18 maio, 2023
Maria Dilnéia Espíndola Fernandes*
A organização da educação brasileira em dois níveis, a saber, educação básica e educação superior – e assim o é na maioria dos países – atende a uma formação para o mundo do trabalho do modo de produção capitalista. A rigor, a educação básica formaria aquela força de trabalho destinada ao trabalho simples, que corresponderia a executar o trabalho manual sob comando de outrem.
Já na educação superior, seria formada a força de trabalho entendida como formação complexa, que corresponderia ao exercício de funções que operam a partir de processos que exigem domínios cognitivos mais elevados como o planejamento, entre outras posições de comando.
É a clássica divisão do mundo do trabalho entre o manual e o intelectual: enquanto muitos executam o pensado por outros, alguns pensam, planejam e comandam. Tal fato é cristalino desde a construção histórica do conceito de cidadania, um cidadão livre para vender sua força de trabalho. Por isso, a legislação educacional quando dispõe dos objetivos e finalidades da educação/ensino, entre eles se apresenta: formar para a cidadania e para o mundo do trabalho.
Neste contexto, quando as mudanças se operam no mundo da educação/ensino, seja por meio das políticas educacionais que se expressam na legislação ou por meio de alterações de práticas pedagógicas, o sinal de alerta se acende: algo mudou antes no mundo do trabalho, ainda que a base material permanece a mesma.
A divisão internacional do trabalho criada pelo ajuste estrutural do neoliberalismo aprofundou a segregação do mundo do trabalho entre os países.

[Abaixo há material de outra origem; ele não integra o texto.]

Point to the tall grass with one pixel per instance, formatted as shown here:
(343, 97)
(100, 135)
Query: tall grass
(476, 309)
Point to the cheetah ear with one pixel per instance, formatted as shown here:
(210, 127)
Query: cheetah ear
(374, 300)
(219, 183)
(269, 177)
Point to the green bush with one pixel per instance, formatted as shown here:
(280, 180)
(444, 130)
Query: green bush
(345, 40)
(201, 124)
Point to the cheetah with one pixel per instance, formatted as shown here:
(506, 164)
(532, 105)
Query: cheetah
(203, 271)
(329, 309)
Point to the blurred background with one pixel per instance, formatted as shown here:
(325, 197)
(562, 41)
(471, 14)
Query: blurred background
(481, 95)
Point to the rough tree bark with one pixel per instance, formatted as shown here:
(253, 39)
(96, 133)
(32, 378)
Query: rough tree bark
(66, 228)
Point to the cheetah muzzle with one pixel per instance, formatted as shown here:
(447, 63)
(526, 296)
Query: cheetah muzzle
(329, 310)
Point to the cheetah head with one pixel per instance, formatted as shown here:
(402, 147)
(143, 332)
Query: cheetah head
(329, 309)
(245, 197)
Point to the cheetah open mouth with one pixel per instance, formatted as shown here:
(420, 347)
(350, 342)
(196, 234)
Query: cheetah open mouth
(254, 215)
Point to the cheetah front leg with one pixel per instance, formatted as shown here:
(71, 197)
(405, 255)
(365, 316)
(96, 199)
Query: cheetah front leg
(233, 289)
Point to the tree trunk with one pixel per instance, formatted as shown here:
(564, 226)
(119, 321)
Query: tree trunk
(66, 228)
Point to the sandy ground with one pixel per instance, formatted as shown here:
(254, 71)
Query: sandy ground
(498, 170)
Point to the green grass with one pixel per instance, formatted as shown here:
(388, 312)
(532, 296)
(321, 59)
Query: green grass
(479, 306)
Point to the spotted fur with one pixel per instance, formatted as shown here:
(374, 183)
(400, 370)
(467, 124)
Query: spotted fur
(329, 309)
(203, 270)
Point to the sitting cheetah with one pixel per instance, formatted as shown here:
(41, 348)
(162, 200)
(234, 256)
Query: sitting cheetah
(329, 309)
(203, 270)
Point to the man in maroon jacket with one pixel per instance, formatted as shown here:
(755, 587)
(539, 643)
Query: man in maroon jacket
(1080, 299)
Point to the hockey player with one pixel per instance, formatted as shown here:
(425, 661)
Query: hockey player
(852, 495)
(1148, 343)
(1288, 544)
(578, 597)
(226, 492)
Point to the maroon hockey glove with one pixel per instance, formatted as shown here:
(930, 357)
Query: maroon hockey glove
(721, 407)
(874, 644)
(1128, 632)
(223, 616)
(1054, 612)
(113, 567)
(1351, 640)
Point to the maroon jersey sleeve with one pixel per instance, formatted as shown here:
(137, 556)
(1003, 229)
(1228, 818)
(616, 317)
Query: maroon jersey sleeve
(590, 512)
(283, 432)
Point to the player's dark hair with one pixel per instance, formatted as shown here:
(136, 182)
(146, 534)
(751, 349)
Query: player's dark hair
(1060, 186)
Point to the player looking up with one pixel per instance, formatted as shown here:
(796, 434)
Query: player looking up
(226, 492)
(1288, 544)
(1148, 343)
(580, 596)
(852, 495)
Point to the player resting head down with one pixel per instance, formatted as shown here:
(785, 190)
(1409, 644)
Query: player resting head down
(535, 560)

Cada vez mais este projeto de sociedade concentra a formação e o exercício do trabalho complexo nos países centrais do capitalismo e reserva para a periferia a concentração do trabalho simples. Mas, mesmo nos países centrais, há uma substituição importante do trabalho abstrato humano pelo trabalho da máquina, dado o alto grau de inovações tecnológicas, que são também responsáveis pela hegemonia liberal que precariza e intensifica o mundo do trabalho.
Este contexto também explica o decrescente grau de industrialização da periferia capitalista e o crescente grau do setor de serviços. Processos industrializantes de sociedades requerem cada vez mais em graus crescentes e sempre incompletos, de investimentos em ciência, tecnologia e inovação. Setores como os de serviço, se satisfazem com um trabalhador de formação simples.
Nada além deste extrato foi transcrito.